Peristiwa angsa hitam adalah kejadian pasar yang tidak terduga dan berdampak tinggi, seperti yang terlihat dalam keruntuhan pada 8 Oktober 2025, ketika BTC turun lebih dari 20% dalam beberapa menit. Dipicu oleh future perpetual yang terlalu berlebihan, peristiwa ini menghapus $191 miliar, dengan BTC dan ETH memimpin kerugian. Transparansi blockchain mengungkap likuidasi beruntun, menekankan perlunya keamanan dompet yang kuat dan manajemen risiko dalam DeFi.
Kejadian ini menyoroti bahaya perdagangan dengan leverage tinggi di tengah tren crypto yang berkembang pesat pada tahun 2025 seperti skala layer-2. Badan regulasi kini mendorong batas leverage yang lebih ketat, mendesak penggunaan platform berlisensi dengan keamanan dana yang kuat. Kepanikan, dengan indeks ketakutan berada di puncak tertinggi sepanjang masa, menandakan pergeseran menuju stablecoin dan portofolio yang terdiversifikasi.
Mulai pukul 2 AM UTC pada 8 Oktober 2025, penjualan ETH berjangka yang dipicu oleh paus memicu panggilan margin, diperkuat oleh likuidasi kontrak pintar otomatis. Penjelajah blockchain mencatat lonjakan volume sebesar 300%, dengan $191 miliar yang lenyap saat posisi BTC dan ETH terurai. Ini mengungkapkan kebutuhan akan analitik waktu nyata untuk memprediksi cascades semacam itu.
Untuk BTC, tahan rentang 118.000–119.000 untuk posisi panjang, menargetkan 119.500 dengan stop-loss di 114.650–115.000; pelanggaran di bawah bisa mengenai 114.500. Trader agresif mungkin mengikuti pembelian paus, sementara yang konservatif mengutamakan stop yang ketat.

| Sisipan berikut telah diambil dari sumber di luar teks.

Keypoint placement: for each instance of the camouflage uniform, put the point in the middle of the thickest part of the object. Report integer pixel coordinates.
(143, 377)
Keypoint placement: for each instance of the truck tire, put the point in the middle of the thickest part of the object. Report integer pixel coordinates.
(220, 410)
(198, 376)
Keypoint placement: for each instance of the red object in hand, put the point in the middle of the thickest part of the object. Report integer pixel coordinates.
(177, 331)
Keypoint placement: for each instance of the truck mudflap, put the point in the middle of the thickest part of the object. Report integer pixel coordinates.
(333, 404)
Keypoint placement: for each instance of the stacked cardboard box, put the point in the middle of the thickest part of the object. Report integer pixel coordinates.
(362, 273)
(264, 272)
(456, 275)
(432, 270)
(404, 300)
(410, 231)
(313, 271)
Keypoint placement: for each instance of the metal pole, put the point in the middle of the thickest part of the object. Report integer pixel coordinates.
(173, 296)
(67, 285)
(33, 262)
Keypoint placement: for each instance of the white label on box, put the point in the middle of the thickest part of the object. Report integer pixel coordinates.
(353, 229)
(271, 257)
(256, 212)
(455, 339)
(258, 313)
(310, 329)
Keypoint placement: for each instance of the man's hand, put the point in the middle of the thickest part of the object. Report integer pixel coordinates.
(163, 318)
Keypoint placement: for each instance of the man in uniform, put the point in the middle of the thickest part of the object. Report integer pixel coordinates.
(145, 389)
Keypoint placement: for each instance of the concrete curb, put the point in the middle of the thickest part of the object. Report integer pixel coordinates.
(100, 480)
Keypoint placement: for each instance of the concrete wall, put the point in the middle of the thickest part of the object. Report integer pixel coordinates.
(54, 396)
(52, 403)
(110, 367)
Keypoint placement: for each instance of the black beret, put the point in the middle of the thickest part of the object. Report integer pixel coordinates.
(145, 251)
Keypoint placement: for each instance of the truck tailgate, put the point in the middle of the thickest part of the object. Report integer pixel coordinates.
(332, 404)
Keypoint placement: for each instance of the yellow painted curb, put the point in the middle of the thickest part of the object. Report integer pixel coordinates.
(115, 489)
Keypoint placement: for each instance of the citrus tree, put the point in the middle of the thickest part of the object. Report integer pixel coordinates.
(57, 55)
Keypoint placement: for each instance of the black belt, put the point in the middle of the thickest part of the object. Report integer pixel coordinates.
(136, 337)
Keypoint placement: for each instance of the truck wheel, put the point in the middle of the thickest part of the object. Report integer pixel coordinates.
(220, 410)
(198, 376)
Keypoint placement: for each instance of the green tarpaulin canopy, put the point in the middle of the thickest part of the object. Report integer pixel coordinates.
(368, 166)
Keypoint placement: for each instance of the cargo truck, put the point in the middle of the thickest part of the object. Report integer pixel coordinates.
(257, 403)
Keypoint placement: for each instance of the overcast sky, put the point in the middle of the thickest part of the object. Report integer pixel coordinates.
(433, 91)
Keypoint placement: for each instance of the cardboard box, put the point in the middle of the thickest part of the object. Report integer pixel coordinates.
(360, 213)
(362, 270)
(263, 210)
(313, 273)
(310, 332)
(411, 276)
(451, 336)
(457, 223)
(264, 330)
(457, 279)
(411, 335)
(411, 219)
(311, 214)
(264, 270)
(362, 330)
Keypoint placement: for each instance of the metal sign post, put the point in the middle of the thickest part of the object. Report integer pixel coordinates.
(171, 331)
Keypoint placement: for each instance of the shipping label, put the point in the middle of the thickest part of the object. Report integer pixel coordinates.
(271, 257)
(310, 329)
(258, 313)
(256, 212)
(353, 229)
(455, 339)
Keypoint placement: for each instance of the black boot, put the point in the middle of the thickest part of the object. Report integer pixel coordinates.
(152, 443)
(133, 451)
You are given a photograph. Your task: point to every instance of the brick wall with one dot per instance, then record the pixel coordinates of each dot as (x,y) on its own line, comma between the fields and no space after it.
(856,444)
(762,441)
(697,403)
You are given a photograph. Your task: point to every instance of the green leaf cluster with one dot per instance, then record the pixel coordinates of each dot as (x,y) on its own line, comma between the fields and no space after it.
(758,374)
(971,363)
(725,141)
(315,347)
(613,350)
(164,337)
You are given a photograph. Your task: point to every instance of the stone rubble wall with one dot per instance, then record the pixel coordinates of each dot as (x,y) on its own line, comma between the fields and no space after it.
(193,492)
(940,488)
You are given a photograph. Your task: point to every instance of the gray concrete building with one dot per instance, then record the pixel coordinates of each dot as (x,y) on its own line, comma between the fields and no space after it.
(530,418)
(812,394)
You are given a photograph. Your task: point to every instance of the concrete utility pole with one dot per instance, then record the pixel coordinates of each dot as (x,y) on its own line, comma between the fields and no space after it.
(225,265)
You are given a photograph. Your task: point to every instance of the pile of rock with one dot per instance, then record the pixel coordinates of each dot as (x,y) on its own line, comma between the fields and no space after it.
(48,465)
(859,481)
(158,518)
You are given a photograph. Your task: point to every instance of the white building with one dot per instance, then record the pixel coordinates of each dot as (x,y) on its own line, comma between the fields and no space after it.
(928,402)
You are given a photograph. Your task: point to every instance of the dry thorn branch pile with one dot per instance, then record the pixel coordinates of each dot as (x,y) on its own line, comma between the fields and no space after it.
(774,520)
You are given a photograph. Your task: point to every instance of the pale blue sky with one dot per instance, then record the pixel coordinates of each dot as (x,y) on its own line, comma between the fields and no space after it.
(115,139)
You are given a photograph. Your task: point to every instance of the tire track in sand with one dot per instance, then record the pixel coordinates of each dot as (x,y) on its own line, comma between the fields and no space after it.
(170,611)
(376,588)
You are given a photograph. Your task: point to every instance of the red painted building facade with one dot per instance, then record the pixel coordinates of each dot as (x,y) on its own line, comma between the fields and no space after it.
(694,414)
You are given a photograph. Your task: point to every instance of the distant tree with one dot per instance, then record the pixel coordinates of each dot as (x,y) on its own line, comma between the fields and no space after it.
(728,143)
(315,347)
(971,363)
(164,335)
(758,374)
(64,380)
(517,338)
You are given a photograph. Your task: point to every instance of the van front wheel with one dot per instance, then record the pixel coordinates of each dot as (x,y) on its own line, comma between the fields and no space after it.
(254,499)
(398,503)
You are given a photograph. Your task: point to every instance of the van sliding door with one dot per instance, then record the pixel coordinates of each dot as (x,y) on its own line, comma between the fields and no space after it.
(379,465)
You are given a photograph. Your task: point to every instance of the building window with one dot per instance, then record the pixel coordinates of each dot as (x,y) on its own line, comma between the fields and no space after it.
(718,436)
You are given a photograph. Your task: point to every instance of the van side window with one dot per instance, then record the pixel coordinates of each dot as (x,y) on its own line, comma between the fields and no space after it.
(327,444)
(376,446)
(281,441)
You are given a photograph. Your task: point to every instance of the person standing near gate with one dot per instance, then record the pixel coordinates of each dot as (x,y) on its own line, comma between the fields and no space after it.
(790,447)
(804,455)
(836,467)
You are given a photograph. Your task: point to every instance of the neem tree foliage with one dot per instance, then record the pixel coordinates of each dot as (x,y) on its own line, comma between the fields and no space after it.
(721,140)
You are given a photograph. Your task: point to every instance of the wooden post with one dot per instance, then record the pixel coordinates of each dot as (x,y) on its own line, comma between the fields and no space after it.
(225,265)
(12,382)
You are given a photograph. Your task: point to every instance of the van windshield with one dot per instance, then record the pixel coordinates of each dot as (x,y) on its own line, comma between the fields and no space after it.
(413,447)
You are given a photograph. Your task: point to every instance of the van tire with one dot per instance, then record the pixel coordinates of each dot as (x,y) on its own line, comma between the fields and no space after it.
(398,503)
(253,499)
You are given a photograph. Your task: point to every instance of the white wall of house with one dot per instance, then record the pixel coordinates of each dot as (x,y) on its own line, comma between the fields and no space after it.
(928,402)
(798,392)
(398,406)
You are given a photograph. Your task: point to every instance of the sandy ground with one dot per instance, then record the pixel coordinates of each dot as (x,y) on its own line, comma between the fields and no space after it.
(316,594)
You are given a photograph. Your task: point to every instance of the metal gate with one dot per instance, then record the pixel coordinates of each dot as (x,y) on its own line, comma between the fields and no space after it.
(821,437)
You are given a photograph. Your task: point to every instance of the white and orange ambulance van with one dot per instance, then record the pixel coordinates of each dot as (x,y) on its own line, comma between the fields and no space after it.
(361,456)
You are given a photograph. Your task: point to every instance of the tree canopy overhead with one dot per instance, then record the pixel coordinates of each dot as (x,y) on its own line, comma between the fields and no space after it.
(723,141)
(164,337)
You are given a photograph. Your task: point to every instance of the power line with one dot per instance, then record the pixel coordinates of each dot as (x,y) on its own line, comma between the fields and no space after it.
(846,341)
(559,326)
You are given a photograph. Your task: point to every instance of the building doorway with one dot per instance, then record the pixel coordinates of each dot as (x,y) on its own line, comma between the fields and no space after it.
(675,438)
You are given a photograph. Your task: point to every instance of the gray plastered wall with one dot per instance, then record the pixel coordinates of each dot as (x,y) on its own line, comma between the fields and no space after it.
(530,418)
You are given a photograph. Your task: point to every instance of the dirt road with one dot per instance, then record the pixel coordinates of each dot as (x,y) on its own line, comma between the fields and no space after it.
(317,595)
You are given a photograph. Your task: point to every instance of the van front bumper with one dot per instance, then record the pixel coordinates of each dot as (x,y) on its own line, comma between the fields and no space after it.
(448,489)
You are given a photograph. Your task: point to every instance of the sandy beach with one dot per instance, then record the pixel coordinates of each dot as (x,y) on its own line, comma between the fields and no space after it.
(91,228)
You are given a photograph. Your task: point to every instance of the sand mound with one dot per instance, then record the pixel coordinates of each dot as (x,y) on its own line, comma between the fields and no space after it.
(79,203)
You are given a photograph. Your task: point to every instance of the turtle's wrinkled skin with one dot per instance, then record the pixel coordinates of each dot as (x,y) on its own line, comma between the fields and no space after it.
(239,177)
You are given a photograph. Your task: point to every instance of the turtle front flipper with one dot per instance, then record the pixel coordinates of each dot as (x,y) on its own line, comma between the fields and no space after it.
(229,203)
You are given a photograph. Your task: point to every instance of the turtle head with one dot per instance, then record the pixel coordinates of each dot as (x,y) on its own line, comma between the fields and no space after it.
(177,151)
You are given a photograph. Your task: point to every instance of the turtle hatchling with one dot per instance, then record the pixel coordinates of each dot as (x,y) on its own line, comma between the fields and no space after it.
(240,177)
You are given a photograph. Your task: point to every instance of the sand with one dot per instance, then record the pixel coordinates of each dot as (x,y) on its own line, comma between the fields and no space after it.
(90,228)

Untuk ETH, akumulasi di rentang 3.000–4.000; tahan setengah di atas 4.000 untuk rebound, kurangi jika turun, karena volume yang tertinggal menunjukkan volatilitas jangka pendek.
Kejatuhan flash senilai $191 miliar, dipicu oleh likuidasi BTC dan ETH, adalah pengingat yang jelas tentang volatilitas crypto dan risiko leverage. Gunakan platform yang patuh, dompet yang aman, dan diversifikasi untuk mengurangi guncangan di masa depan. Eksplorasi analitik on-chain dan ikuti diskusi tentang regulasi DeFi untuk tetap terdepan di pasar yang dinamis ini.